Reading the audit log surface from the UI is a future story; today the rows are inspectable via direct DB query for operators and via the upcoming admin runbook. Self-serve tenant access to the audit log is part of the schema-driven admin UI follow-up (P2.2+).

Glossary

  • Inherit — the tenant overlay row delegates to the instance default. Identical to "no overlay row exists" from the resolver's point of view.
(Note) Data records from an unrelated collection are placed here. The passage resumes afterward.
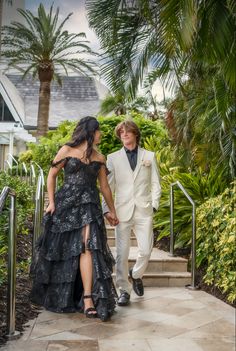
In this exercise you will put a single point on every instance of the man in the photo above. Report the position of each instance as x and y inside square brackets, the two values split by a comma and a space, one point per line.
[135, 182]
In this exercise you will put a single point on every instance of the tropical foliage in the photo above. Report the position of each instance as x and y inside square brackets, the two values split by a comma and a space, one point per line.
[190, 45]
[216, 241]
[42, 47]
[44, 151]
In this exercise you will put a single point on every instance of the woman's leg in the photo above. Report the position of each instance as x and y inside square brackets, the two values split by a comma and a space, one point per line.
[86, 270]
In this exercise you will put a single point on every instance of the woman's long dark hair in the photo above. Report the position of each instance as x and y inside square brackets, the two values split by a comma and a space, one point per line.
[84, 131]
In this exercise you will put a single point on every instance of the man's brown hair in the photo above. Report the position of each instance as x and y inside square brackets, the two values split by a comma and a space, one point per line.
[129, 126]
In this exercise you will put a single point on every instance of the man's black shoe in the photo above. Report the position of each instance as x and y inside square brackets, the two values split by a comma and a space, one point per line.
[137, 284]
[123, 299]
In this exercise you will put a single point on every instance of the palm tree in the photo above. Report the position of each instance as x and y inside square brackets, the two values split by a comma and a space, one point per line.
[43, 46]
[172, 39]
[1, 10]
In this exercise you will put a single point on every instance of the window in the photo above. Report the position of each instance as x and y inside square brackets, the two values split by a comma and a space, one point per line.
[5, 114]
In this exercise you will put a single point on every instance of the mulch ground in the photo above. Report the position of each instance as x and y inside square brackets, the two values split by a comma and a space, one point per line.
[24, 309]
[164, 244]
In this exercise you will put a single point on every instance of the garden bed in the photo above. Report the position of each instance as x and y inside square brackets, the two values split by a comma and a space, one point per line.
[24, 309]
[164, 244]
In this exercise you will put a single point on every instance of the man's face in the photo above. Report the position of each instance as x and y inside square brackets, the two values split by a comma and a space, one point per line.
[127, 137]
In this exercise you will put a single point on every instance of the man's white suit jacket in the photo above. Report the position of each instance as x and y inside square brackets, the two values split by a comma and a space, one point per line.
[140, 187]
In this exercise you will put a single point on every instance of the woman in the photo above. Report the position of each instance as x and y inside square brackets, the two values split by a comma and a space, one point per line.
[73, 265]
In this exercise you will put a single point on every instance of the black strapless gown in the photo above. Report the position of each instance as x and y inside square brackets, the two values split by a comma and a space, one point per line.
[55, 269]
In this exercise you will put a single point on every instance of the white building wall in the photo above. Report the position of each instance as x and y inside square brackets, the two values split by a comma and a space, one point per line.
[10, 12]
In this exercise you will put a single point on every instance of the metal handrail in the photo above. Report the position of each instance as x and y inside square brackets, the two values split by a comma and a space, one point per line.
[16, 162]
[32, 175]
[6, 162]
[11, 290]
[23, 166]
[39, 207]
[193, 285]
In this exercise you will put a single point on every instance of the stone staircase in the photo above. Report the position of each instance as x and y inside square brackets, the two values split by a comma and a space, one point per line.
[162, 270]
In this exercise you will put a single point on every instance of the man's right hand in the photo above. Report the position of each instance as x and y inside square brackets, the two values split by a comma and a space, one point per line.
[112, 219]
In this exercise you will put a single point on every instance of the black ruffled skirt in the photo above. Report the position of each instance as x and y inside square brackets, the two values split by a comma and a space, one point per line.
[55, 269]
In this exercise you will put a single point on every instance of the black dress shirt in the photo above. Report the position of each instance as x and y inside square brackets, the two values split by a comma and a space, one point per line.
[132, 157]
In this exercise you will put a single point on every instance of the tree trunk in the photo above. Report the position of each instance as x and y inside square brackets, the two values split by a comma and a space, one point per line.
[43, 109]
[1, 9]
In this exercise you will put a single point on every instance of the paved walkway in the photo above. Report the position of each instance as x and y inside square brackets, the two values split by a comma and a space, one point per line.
[165, 319]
  • BYO — Bring Your Own credentials. The tenant supplies a secret pointer; the operator hasn't pre-provisioned the credentials. Most common mode.
  • Override — Tenant explicitly chooses a different provider than the operator's default. Semantically the same as BYO today; the distinction lets future policy gate certain providers as "operator-must-approve".
  • Credential version — monotonic per-tenant counter on the overlay row. Stamped onto every run at enqueue time so worker hosts resolve the same snapshot the dispatcher saw.
  • Graceful drain — rotation strategy where in-flight runs keep their pinned snapshot while new enqueues resolve against the new version. Implemented by CredentialVersionService. See ADR-017 Q4.
  • Force-invalidate — break-glass: bump version AND drop in-flight runs against the old snapshot. Rate-limited.